Fux vota para anular todo o processo por falta de competência do STF para julgar os réus

Públicado em Por RD Uirapuru / Redação Uirapuru

A Primeira Turma do Supremo Tribunal Federal (STF) retomou nesta quarta-feira (10) o julgamento da chamada trama golpista. O relator, ministro Alexandre de Moraes, e o ministro Flávio Dino já votaram pelas condenações dos réus.

Ao começar a sua fala, Fux destacou a importância do papel do juiz e votou pela incompetência do STF para julgar a ação — algo que ele já tinha dito no recebimento da denúncia da Procuradoria-Geral da República (PGR), em março.

Distanciamento do juiz

“O juiz por sua vez deve acompanhar a ação penal com distanciamento, não apenas por não dispor de competência investigativa e acusatória, mas com o dever de imparcialidade. A despeito dessa limitação , o juiz funciona como controlador da regularidade da ação penal, e segundo é o juiz quem tem a palavra final sobre a justa correspondência de fatos e provas”, prosseguiu.

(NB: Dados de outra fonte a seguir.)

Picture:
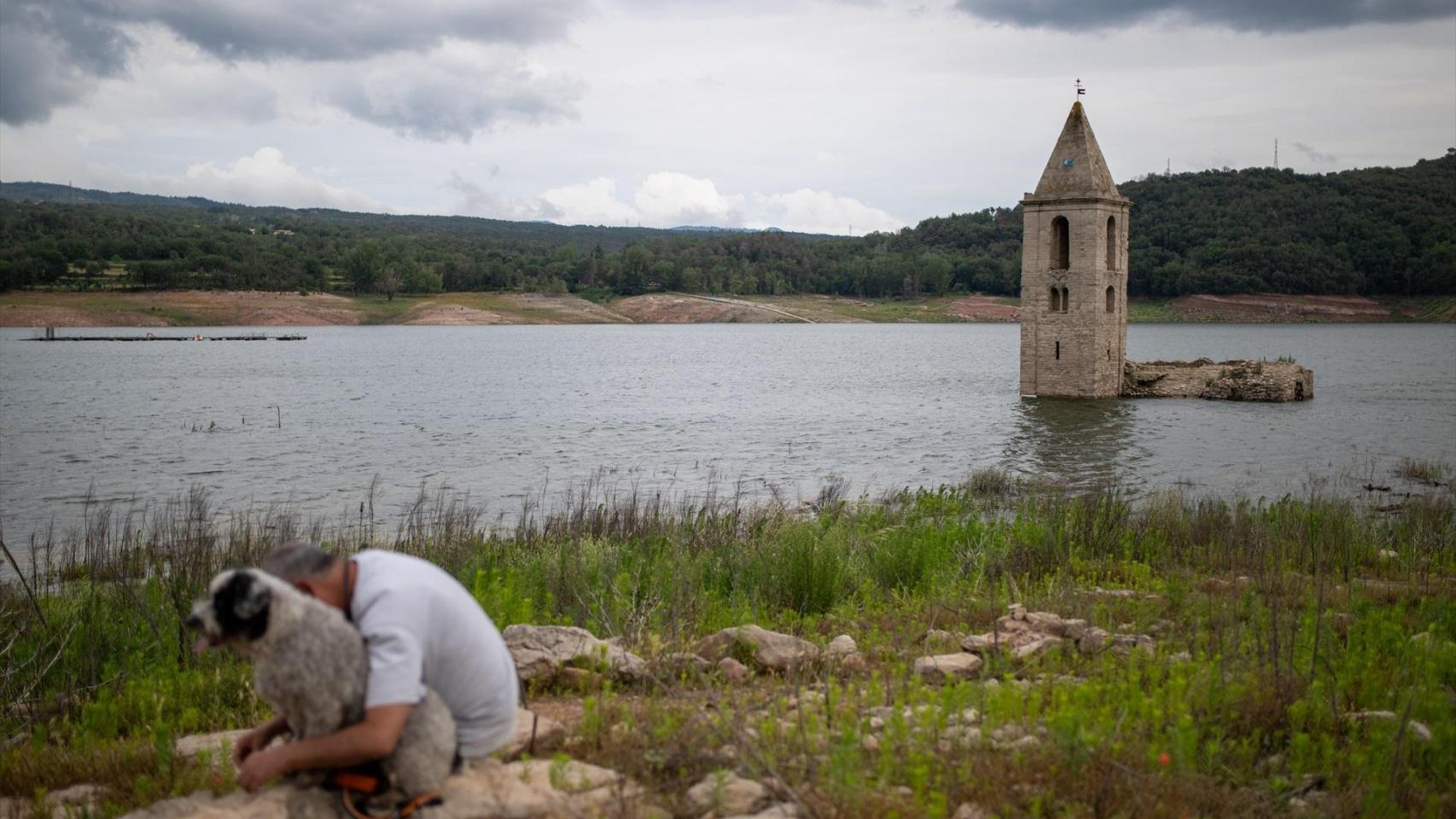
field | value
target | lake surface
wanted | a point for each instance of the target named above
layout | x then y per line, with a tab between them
504	412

Fux ainda afirmou que se manifestaria primeiramente sobre as questões preliminares. A primeira referente à incompetência do STF e da competência de juizado de primeiro grau.
“Sinteticamente ao que vou me referir é que não estamos julgando pessoas que tem prerrogativa de foro, estamos julgando pessoas sem prerrogativa de foro”, afirmou.

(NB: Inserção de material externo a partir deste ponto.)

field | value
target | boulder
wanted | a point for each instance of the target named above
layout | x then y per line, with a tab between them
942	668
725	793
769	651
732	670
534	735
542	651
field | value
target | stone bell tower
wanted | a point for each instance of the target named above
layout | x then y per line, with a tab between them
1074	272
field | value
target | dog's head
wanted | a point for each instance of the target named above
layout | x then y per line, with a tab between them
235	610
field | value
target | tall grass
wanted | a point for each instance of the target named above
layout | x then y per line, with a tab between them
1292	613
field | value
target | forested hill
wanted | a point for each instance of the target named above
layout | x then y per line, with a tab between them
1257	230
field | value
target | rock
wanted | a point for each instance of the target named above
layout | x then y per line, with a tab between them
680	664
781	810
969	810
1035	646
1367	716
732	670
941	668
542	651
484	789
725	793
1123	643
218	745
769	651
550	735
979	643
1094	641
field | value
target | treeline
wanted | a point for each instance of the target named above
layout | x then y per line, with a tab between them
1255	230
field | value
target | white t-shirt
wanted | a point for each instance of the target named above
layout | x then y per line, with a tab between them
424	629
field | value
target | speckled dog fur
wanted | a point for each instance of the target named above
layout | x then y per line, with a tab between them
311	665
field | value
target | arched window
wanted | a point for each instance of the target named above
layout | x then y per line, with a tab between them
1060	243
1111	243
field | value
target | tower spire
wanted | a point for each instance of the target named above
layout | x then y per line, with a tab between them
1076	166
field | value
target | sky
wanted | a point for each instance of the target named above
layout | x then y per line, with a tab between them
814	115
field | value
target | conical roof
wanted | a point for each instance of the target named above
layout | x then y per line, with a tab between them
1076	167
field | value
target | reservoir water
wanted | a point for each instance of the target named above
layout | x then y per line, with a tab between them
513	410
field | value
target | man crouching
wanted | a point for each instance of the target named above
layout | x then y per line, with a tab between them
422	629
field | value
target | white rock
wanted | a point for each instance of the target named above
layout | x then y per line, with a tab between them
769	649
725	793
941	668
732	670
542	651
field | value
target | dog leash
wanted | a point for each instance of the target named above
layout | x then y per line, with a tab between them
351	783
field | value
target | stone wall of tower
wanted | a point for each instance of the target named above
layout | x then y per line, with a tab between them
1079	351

“Compete ao STF precipuamente a guarda da Constituição cabendo-lhe processar e julgar originariamente nas infrações penais comuns ao presidente da República, ao vice-presidente, a membros do Congresso Nacional, seus próprios ministro e o procurador-geral da República. O primeiro pressuposto que o ministro deve analisar antes de ingressar na denúncia ou petição inicial é verificar se ele é competente”, emendou.

Fux ainda ponderou ainda que, diante disso, “impõe-se a declaração de nulidade de todos os atos decisórios praticados.”
Ministro Luiz Fux também votou pela “incompetência absoluta” da Primeira Turma de analisar o caso e competência do plenário do Supremo.

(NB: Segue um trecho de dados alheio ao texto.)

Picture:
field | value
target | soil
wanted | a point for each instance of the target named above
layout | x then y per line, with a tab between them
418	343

“Os réus não têm prerrogativa de foro, porque não exercem função prevista na Constituição, se ainda estão sendo processados em cargos por prerrogativa, a competência é do plenário do STF. Impõe-se o deslocamento do feito para o órgão maior da Corte”, justificou.
“Acolho essa preliminar e também declaro a nulidade de todos os atos praticados por este STF”, emendou.

O ministro também votou pela validade da delação de Mauro Cid, com benefícios concedidos pela Procuradoria-Geral da República (PGR).

“Nesse caso, o réu colaborou com as delações sempre acompanhado de advogado e as advertências pontuais feitas pelo relator ao colaborador. Isso faz parte do rol de perguntas que se pode fazer ao colaborador. E, na verdade, esse colaborador ele acabou se autoincriminando, porque ele confessa”, justificou Fux.